The resource that people love to hate


Published Date: 2021-06-08 | Source: INCE|Community | Author: The Finance Ghost

The resource that people love to hate

Oil and coal, resources as old as time itself.

Both are firmly in the crosshairs of environmental activists, but the uncomfortable truth is that those activists probably drove in a petrol-powered car to get to the meeting and used electricity generated by coal to power their computers. Even driving an electric vehicle only addresses one of these problems and worsens the other one.

This isn't a comment on whether we should be trying to reduce our reliance on these fuels, which we absolutely should be doing. This is simply an observation that we are still consuming fossil fuels at a grand scale. It's all good and well to shout at banks for funding them, until the lights go out and our tanks are empty.

Investors now have the opportunity to invest in a pure-play coal business, as Thungela Resources started trading on the JSE and the London Stock Exchange yesterday. The company has been spun off by Anglo American which decided to shed its coal exposure.

Thungela produces thermal coal from seven collieries located in Mpumalanga, including underground and opencast mines. These operations are amongst the highest quality thermal coal mines in South Africa by calorific value.

I always thought calorific value was a measure of my Friday pizza, so we learn something new every day.

Each Anglo American shareholder received one Thungela share for every ten Anglo American shares held.

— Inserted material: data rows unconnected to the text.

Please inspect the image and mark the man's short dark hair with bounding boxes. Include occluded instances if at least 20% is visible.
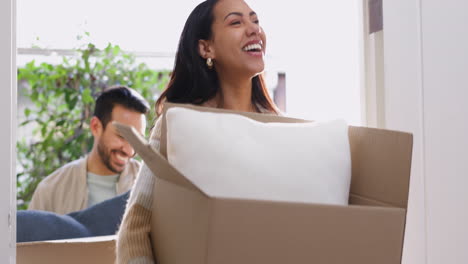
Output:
[94,86,150,128]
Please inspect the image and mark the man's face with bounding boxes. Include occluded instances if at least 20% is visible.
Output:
[97,105,146,173]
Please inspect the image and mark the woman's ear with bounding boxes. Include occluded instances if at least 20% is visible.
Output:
[198,39,215,59]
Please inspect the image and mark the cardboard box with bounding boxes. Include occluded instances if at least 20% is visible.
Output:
[119,103,412,264]
[16,236,115,264]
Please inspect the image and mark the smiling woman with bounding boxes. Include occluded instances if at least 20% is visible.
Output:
[117,0,279,263]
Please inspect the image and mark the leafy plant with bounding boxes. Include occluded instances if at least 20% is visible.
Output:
[16,44,169,209]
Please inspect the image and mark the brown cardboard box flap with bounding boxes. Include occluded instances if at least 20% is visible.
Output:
[16,235,115,264]
[114,103,412,264]
[160,103,413,209]
[112,121,201,192]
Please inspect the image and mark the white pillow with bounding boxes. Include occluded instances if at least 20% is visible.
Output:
[166,107,351,205]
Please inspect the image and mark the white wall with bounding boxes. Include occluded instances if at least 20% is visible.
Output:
[383,0,426,264]
[384,0,468,264]
[421,0,468,264]
[0,0,16,263]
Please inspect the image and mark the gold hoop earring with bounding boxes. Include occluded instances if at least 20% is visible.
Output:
[206,58,213,70]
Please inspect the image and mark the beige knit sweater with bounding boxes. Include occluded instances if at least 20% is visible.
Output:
[116,117,162,264]
[116,104,281,264]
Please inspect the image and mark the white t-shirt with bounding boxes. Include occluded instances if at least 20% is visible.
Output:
[87,172,119,207]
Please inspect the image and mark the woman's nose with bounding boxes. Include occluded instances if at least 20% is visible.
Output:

Anglo injected R2.5bn in capital into Thungela and will provide further contingent capital support until the end of 2022, based on certain coal price thresholds. Importantly, the company will also market and sell Thungela's export products over the next three years to help the business get on its feet.

Thungela points out that South Africa is the fourth-largest producer of thermal coal globally, exporting to countries like India and other developing countries in South Asia and possibly the Middle East and North Africa. Naturally, the company also supplies coal in South Africa.

After opening at around R25 per share, Thungela closed at R21.90 per share. It's probably not a surprise that there was selling pressure today, with certain Anglo shareholders either not willing or not able to hold a pure-play coal asset.

Chances are good that Thungela will end up trading at a high dividend yield, appealing to those investors who aren't worried about cashing in on fossil fuels.